Trump Is Running A 'Criminal Enterprise' And Mueller Is 'On the Track of It,' Says Former DNC Chair

Former Democratic National Committee Chairman Howard Dean says Donald Trump is using his presidency to promote his properties. BRENDAN SMIALOWSKI/AFP/Getty Images

A billionaire businessman for president? What could go wrong?

Plenty, according to former Democratic National Committee Chairman Howard Dean, who says President Donald Trump is using his office not to benefit the American people, but to personally enrich himself as part of a "criminal enterprise."
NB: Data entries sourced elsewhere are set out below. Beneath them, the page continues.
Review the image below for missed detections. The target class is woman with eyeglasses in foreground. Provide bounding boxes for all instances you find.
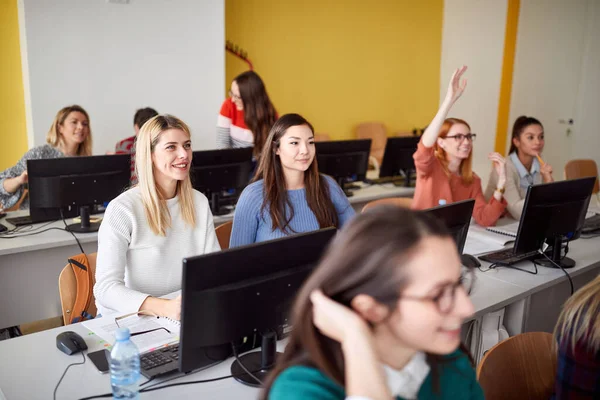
[412,66,506,226]
[262,206,483,400]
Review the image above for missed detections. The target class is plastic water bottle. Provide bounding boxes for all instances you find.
[110,328,140,399]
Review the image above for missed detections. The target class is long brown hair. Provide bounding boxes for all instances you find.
[508,115,544,154]
[234,71,277,158]
[254,114,339,233]
[434,118,473,184]
[262,206,468,400]
[46,104,92,156]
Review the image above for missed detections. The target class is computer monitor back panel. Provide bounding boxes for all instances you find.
[515,177,595,253]
[315,139,371,181]
[190,147,253,195]
[423,199,475,254]
[379,136,421,178]
[27,154,131,222]
[180,228,336,371]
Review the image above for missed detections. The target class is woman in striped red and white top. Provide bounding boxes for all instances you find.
[217,71,277,158]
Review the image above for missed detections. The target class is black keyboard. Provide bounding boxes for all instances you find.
[581,214,600,233]
[479,248,539,265]
[6,215,33,226]
[140,343,179,379]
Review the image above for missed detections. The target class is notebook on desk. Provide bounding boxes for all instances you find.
[463,222,519,254]
[83,314,181,353]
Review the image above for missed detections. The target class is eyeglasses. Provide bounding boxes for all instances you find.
[400,268,475,314]
[444,133,477,142]
[229,90,242,100]
[115,311,171,337]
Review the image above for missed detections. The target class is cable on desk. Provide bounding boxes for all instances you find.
[60,208,85,254]
[539,250,575,296]
[53,344,85,400]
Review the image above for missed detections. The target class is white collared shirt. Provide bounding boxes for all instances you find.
[509,151,542,189]
[346,352,431,400]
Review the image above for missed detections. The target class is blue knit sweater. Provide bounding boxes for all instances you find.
[229,176,354,247]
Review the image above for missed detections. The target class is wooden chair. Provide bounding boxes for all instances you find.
[565,160,600,194]
[58,253,98,325]
[0,189,29,212]
[356,122,387,165]
[477,332,557,400]
[361,197,412,212]
[215,221,233,250]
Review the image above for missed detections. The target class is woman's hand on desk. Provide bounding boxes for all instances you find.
[140,295,181,321]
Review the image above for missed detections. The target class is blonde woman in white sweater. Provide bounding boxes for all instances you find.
[94,115,220,319]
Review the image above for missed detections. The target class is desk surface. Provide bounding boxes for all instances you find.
[0,238,600,399]
[0,184,414,256]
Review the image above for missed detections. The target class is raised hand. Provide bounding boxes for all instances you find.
[488,152,506,187]
[446,65,467,104]
[540,163,554,183]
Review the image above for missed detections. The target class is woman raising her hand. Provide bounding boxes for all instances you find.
[413,66,506,226]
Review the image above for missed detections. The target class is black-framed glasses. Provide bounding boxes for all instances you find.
[115,311,171,337]
[400,268,475,314]
[444,133,477,142]
[229,90,242,100]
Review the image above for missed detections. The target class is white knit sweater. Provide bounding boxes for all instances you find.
[94,187,220,315]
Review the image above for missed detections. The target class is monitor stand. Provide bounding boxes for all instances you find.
[210,192,230,215]
[67,206,100,233]
[535,236,575,268]
[231,331,281,387]
[335,176,354,197]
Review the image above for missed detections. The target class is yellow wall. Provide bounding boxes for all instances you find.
[225,0,443,139]
[0,0,28,170]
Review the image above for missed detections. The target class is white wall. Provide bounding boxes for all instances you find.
[440,0,507,189]
[19,0,225,154]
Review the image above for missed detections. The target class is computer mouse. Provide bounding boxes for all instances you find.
[56,331,87,356]
[460,254,481,268]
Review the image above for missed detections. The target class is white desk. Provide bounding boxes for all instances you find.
[0,184,414,328]
[0,266,523,400]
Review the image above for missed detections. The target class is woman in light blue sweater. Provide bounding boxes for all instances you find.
[229,114,354,247]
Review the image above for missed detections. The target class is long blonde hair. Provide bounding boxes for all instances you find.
[46,104,92,156]
[135,114,196,236]
[554,276,600,353]
[434,118,473,185]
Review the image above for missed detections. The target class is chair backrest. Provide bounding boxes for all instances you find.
[215,221,233,250]
[361,197,412,212]
[58,253,98,325]
[356,122,387,165]
[477,332,557,400]
[565,160,600,193]
[0,189,29,211]
[315,132,331,142]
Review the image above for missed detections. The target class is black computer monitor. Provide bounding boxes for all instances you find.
[315,139,371,196]
[422,199,475,255]
[27,154,131,232]
[514,177,596,268]
[179,228,336,386]
[190,147,254,215]
[379,136,421,187]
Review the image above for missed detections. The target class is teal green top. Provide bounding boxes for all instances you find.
[269,350,484,400]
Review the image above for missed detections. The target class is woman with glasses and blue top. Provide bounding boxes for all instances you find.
[412,66,506,226]
[261,206,484,400]
[229,114,354,247]
[485,115,554,220]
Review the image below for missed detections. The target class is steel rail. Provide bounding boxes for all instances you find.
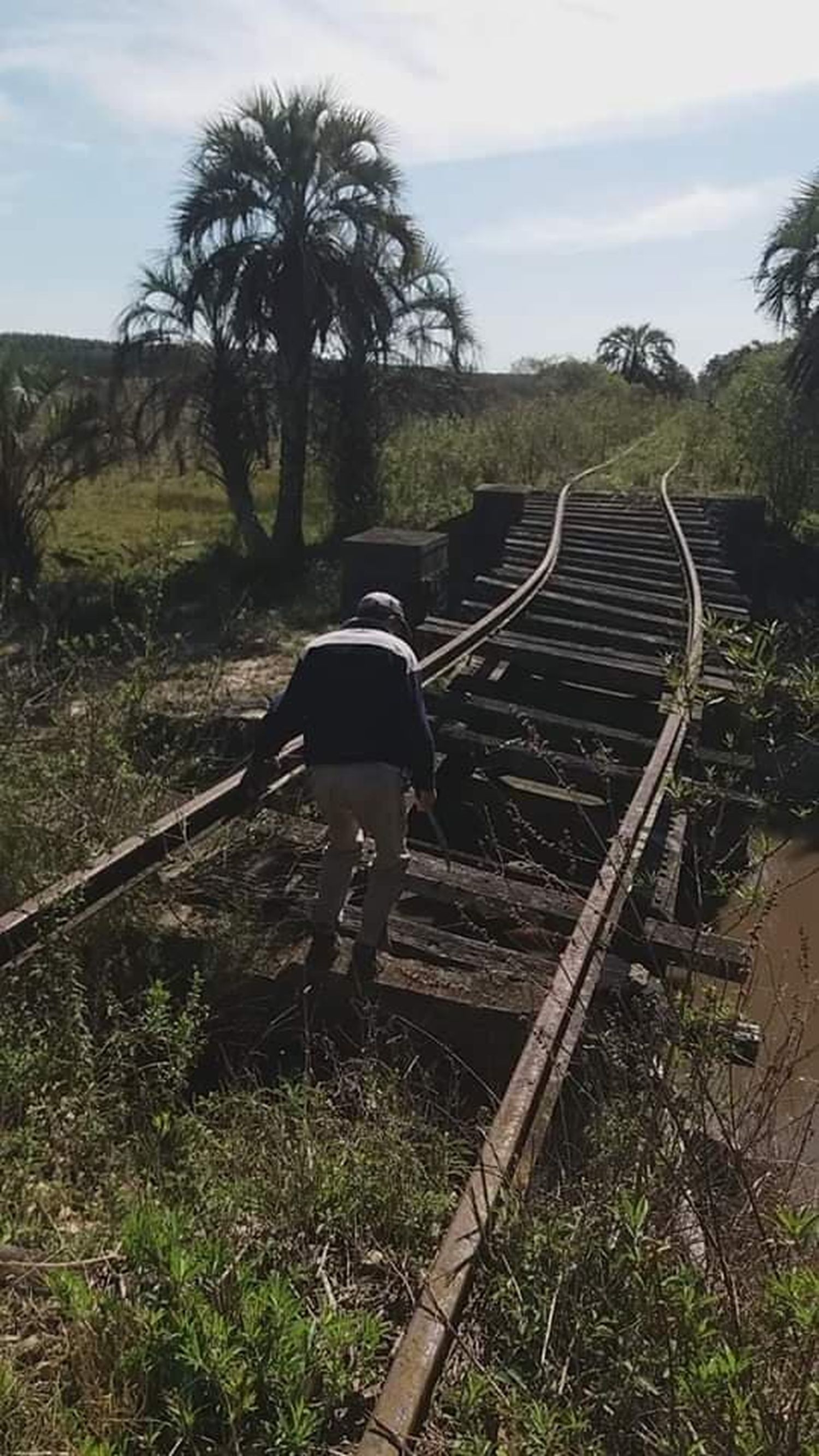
[0,439,641,970]
[357,461,702,1456]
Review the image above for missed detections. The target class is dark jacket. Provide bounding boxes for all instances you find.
[253,623,434,791]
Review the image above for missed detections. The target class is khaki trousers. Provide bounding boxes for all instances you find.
[311,763,410,947]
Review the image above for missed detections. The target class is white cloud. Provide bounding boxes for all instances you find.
[0,0,819,159]
[462,179,786,253]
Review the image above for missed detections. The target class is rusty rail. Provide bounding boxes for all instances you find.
[0,441,641,968]
[352,461,702,1456]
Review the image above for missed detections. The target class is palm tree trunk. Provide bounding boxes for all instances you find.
[222,461,271,561]
[272,341,312,566]
[210,369,271,559]
[333,352,381,536]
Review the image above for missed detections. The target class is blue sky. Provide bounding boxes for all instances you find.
[0,0,819,369]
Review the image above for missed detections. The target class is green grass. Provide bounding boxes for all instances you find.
[45,466,331,578]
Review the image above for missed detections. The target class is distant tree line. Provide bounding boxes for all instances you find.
[0,123,819,594]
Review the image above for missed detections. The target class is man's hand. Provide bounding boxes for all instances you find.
[416,789,436,814]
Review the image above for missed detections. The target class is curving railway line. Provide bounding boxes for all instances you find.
[0,461,746,1456]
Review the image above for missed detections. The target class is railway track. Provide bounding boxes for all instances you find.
[0,467,746,1456]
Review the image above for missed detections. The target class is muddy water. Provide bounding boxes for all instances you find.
[719,824,819,1197]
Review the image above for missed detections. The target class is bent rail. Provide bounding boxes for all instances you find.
[357,461,702,1456]
[0,441,640,968]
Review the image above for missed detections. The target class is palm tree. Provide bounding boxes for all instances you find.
[755,172,819,400]
[0,360,118,600]
[755,172,819,329]
[176,89,414,562]
[597,323,679,393]
[118,249,270,556]
[328,234,475,534]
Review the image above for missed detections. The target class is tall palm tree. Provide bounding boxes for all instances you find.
[597,323,679,393]
[755,172,819,400]
[176,89,414,562]
[755,172,819,329]
[0,360,118,600]
[118,249,270,556]
[329,234,475,534]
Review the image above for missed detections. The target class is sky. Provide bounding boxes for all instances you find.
[0,0,819,370]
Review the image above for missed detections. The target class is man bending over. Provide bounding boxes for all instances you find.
[244,591,434,980]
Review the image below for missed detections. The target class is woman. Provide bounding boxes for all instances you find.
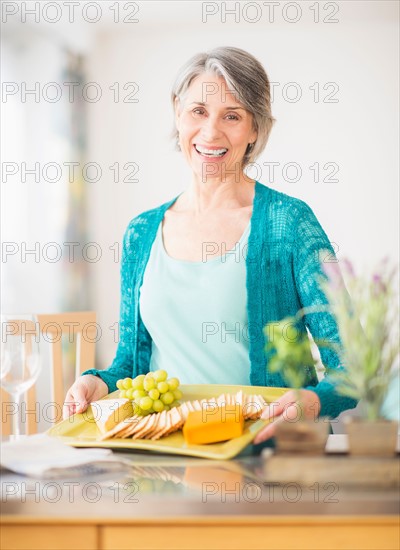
[64,48,356,443]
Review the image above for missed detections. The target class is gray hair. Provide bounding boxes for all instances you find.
[171,47,275,167]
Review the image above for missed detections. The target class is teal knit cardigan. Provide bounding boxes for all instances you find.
[83,181,357,418]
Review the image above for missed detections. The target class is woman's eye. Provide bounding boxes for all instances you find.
[226,114,239,120]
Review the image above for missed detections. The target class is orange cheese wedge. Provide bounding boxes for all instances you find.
[183,403,244,445]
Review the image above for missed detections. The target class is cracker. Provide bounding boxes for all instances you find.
[150,410,167,440]
[132,414,155,439]
[99,415,139,441]
[157,410,172,439]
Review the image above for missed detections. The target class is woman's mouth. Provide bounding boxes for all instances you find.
[193,144,228,159]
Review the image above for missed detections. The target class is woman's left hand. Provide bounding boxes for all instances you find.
[253,390,321,444]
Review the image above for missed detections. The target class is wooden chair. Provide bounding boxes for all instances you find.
[1,311,97,435]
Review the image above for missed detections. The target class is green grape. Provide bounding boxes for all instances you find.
[125,388,135,399]
[132,374,146,390]
[160,391,174,405]
[153,369,168,382]
[122,378,132,390]
[172,390,183,401]
[143,376,157,391]
[153,399,164,412]
[138,477,154,493]
[167,378,180,391]
[140,396,153,411]
[133,390,147,399]
[157,382,169,393]
[149,388,160,401]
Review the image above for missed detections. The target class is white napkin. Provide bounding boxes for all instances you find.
[1,433,130,479]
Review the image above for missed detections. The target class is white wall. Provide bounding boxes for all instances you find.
[83,1,399,367]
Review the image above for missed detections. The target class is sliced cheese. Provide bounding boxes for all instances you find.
[91,399,133,434]
[183,403,244,445]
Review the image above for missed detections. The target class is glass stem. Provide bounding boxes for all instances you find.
[12,393,21,439]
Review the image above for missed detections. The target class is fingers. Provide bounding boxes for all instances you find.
[261,391,295,420]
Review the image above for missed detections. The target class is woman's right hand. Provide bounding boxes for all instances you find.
[63,374,108,420]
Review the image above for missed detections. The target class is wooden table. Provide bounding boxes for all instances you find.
[1,436,400,550]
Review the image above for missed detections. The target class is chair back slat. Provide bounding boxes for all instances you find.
[0,311,97,435]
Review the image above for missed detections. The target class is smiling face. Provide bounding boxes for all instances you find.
[175,73,257,178]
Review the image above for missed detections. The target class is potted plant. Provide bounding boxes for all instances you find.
[320,260,399,455]
[264,316,330,454]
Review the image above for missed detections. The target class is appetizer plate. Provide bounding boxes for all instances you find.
[47,384,287,460]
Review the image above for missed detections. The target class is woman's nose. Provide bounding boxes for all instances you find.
[201,116,221,141]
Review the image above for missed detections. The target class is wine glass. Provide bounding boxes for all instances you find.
[0,315,41,439]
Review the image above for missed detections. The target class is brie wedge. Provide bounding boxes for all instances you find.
[91,399,133,433]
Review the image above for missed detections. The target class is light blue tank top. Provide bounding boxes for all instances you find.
[139,221,251,385]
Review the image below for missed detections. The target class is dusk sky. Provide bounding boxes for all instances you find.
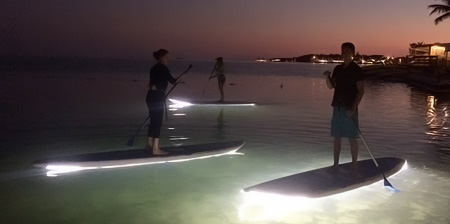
[0,0,450,60]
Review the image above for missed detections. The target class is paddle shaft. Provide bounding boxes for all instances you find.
[350,118,394,188]
[200,65,216,100]
[165,65,192,98]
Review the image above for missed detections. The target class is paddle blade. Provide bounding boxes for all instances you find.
[127,137,134,147]
[384,178,400,193]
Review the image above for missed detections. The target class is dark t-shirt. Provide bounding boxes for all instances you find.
[150,63,176,92]
[331,62,364,108]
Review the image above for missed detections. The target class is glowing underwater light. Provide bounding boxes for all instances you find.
[238,160,408,221]
[45,148,243,177]
[169,99,193,108]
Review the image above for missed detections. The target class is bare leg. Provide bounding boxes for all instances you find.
[152,138,167,155]
[331,137,341,170]
[348,139,358,176]
[145,137,153,151]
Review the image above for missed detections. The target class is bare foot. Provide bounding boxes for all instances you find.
[153,148,169,156]
[327,165,339,173]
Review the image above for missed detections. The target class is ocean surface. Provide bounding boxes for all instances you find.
[0,60,450,224]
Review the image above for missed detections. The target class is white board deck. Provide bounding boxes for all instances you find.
[244,157,406,198]
[34,141,245,174]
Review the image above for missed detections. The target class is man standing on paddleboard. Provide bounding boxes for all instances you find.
[146,49,186,156]
[323,42,364,174]
[209,57,226,102]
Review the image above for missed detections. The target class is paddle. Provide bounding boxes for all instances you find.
[127,65,192,147]
[350,118,399,192]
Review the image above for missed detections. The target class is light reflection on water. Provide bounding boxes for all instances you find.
[0,62,450,224]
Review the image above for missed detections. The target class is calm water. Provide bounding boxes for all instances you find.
[0,61,450,224]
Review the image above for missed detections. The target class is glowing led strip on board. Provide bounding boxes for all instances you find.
[169,99,256,108]
[45,148,243,177]
[238,160,408,221]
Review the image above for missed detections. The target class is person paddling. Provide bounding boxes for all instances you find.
[146,49,186,156]
[209,57,226,102]
[323,42,364,174]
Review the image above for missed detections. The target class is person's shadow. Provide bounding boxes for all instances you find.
[215,108,226,141]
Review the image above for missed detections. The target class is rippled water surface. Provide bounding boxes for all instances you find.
[0,61,450,224]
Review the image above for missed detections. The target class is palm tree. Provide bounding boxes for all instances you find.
[428,0,450,25]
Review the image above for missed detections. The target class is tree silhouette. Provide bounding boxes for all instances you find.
[428,0,450,25]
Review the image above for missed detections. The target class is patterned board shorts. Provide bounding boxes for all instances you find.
[331,107,359,139]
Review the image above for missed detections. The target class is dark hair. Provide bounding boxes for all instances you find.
[153,49,169,61]
[341,42,355,54]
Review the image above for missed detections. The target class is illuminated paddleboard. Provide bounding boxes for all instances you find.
[243,157,406,198]
[34,141,245,176]
[169,99,256,107]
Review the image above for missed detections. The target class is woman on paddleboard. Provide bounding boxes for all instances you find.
[209,57,226,102]
[146,49,185,155]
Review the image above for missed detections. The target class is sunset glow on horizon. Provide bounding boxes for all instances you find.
[0,0,450,60]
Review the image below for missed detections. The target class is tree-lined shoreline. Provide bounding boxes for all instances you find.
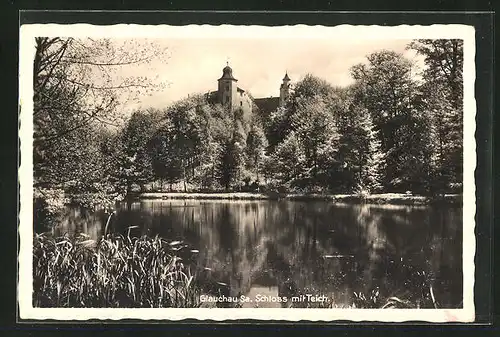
[133,192,463,205]
[34,38,463,220]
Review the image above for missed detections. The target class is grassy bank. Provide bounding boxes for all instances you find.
[33,234,437,308]
[33,234,200,308]
[138,192,462,205]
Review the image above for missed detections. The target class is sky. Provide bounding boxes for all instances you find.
[123,37,423,108]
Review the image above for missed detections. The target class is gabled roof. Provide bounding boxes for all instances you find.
[254,97,280,114]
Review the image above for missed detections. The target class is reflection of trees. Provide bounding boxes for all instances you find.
[52,200,462,306]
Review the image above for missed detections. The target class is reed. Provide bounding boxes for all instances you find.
[33,234,200,308]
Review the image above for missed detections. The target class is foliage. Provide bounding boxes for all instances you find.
[33,37,170,219]
[408,39,463,192]
[33,234,200,308]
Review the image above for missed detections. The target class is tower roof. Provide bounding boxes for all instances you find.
[219,65,237,81]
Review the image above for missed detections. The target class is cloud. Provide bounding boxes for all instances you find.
[124,37,419,108]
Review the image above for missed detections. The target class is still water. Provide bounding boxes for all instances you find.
[48,200,463,308]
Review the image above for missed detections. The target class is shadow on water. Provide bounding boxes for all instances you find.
[44,200,462,308]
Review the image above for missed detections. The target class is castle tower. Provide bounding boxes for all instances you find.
[217,64,238,110]
[279,72,290,107]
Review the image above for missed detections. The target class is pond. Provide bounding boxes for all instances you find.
[46,200,463,308]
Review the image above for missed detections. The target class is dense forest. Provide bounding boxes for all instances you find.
[33,38,463,223]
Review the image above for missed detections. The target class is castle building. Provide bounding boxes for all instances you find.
[209,65,290,114]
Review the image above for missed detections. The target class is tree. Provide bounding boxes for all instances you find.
[292,97,339,186]
[267,74,337,151]
[408,39,463,191]
[351,51,431,191]
[335,96,385,193]
[115,111,156,195]
[33,37,170,222]
[408,39,464,110]
[264,131,306,189]
[245,121,267,181]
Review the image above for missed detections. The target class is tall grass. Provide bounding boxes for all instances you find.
[33,234,200,308]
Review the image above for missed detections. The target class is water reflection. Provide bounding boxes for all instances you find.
[47,200,462,307]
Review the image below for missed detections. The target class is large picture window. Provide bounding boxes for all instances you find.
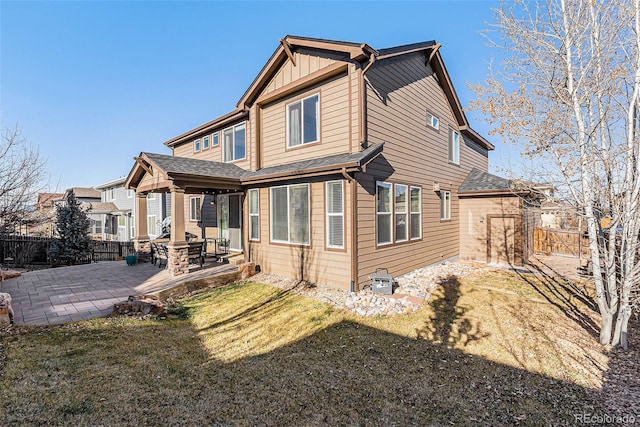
[222,123,247,162]
[326,181,344,249]
[449,128,460,165]
[270,184,311,245]
[376,182,422,246]
[249,188,260,240]
[287,94,320,147]
[189,197,201,221]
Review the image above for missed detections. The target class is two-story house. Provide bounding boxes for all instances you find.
[125,36,494,289]
[90,177,171,242]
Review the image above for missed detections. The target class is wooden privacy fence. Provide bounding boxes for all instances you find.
[534,227,590,258]
[0,235,135,267]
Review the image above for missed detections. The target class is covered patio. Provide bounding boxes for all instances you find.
[0,261,238,325]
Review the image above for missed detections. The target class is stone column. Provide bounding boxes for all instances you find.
[167,185,189,276]
[133,193,151,258]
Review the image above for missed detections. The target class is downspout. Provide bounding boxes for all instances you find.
[341,168,358,292]
[358,53,376,148]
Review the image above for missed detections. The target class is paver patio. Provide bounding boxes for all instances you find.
[0,261,237,325]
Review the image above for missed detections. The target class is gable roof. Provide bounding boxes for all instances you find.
[64,187,102,199]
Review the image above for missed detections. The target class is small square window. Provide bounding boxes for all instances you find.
[427,113,440,130]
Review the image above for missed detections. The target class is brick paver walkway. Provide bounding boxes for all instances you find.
[0,261,237,325]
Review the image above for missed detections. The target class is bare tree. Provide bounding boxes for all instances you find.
[472,0,640,348]
[0,127,46,232]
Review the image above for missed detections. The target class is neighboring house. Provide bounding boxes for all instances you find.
[125,36,520,289]
[55,187,104,239]
[28,193,64,237]
[91,178,171,242]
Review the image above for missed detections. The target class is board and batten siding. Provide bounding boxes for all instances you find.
[357,53,488,288]
[260,73,351,167]
[243,181,352,289]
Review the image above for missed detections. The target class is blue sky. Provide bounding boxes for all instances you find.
[0,0,519,190]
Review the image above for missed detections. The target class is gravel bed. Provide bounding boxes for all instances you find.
[251,262,472,316]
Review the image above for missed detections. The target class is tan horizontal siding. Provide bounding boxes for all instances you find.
[245,182,352,289]
[261,72,350,167]
[358,54,488,286]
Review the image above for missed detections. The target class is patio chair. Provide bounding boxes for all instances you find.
[151,242,169,268]
[188,241,206,267]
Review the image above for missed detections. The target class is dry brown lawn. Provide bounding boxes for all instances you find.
[0,270,632,426]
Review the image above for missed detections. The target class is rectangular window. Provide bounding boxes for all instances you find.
[449,128,460,165]
[394,184,409,242]
[222,123,247,162]
[376,182,393,245]
[287,94,320,147]
[427,112,440,130]
[147,215,158,236]
[440,191,451,220]
[189,197,201,221]
[411,187,422,240]
[326,181,344,249]
[270,184,311,245]
[249,188,260,240]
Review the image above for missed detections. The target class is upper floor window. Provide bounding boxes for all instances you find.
[427,112,440,130]
[287,94,320,147]
[440,191,451,220]
[449,128,460,165]
[249,188,260,240]
[222,123,247,162]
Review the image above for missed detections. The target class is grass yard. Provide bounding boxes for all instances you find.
[0,270,620,426]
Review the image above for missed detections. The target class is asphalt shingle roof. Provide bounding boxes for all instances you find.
[144,144,384,181]
[458,168,511,193]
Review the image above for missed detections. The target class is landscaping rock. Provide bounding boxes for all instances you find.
[113,295,167,316]
[254,263,472,316]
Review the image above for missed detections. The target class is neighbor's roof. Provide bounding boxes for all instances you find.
[38,193,64,208]
[458,168,512,194]
[65,187,100,199]
[95,176,127,190]
[80,202,123,214]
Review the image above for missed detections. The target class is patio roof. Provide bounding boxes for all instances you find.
[125,143,384,192]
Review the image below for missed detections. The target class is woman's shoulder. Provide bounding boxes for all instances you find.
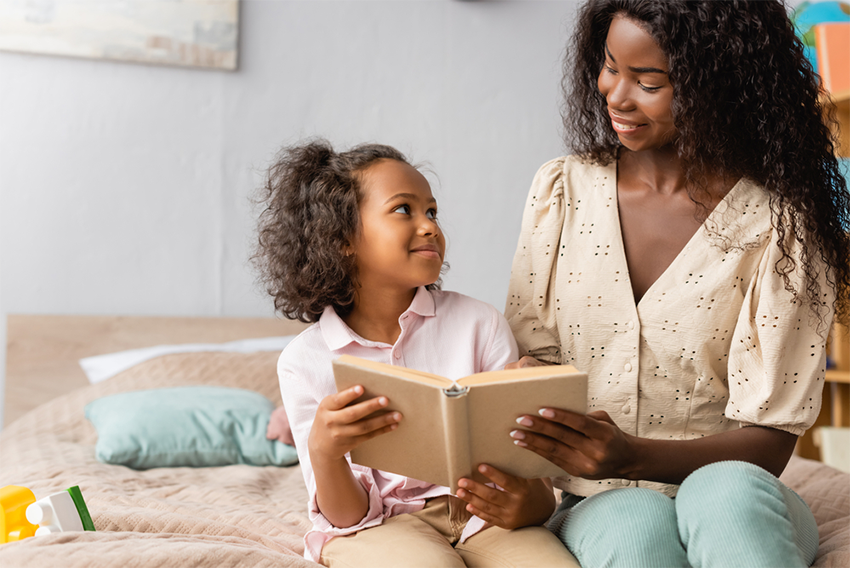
[531,154,617,199]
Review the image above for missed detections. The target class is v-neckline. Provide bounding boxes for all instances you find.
[612,160,744,309]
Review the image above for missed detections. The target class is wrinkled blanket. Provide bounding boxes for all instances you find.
[0,353,318,568]
[0,353,850,568]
"The promotion is extraordinary, there hasn't been a president in my lifetime that's done anything like this," Dean, who served as DNC chair from 2005 to 2009, said Tuesday night on MSNBC. Dean said he believes the White House is using the Trump empire to "shake down foreign governments who have moved their events to his hotel in Washington at somebody's request in order to get favors."

Trump's business ventures have sparked much discussion about the Constitution's emoluments clause, which outlaws accepting gifts or payments from foreign governments. A government watchdog group filed a lawsuit against Trump just three days into his presidency, citing his administration's "countless conflicts of interest."

But Dean said the emoluments clause was a "far-flung argument" to nail Trump. Instead, he was putting his faith in special counsel Robert Mueller's probe into Russian collusion in the 2016 election, which is possibly branching out into Trump's financial house of cards.

"I think he's running a criminal enterprise out of the White House, and I think that's what Bob Mueller's on the track of," Dean said.

President Donald Trump left the White House on October 21 to head to his Virginia golf club. BRENDAN SMIALOWSKI/AFP/Getty Images

Dean's condemnation of Trump's business practices arrives on the heels of a Wall Street Journal report that found Trump spent roughly one-third of his first year in office at his own properties. According to the outlet, Trump has spent over 100 days of his presidency visiting one of his many luxury resorts, including 40 days spent at Mar-a-Lago, where he's currently on a 10-day Christmas vacation. On Tuesday, Trump hit the golf course after tweeting that he was getting "back to work."

In November, 2016, just after Trump's presidential victory, The Washington Post reported that the Trump International Hotel was "the place to be" for foreign diplomats hoping to curry favor with the incoming president.

"Why wouldn't I stay at his hotel blocks from the White House, so I can tell the new president, 'I love your new hotel!' Isn't it rude to come to his city and say, 'I am staying at your competitor?'" one of the diplomats told the Post.

In the year since, there have been reports that suggest Trump's presidency could be eroding his brand and hurting both his and his daughter Ivanka Trump's enterprises. In April, a restaurant in Trump SoHo announced it would be closing due to declining business, while Chicago's Trump International Tower is struggling to sell units. Several retailers have also dropped Ivanka Trump's fashion lines since her father took office, some of which cited bad sales, while some customers called out the low quality of her merchandise.

Still, the Trump brand may not be in as much danger as it would seem: As of March 2017, Ivanka Trump's sales were still up by 262 percent as compared to the same time the year before, according to Salon.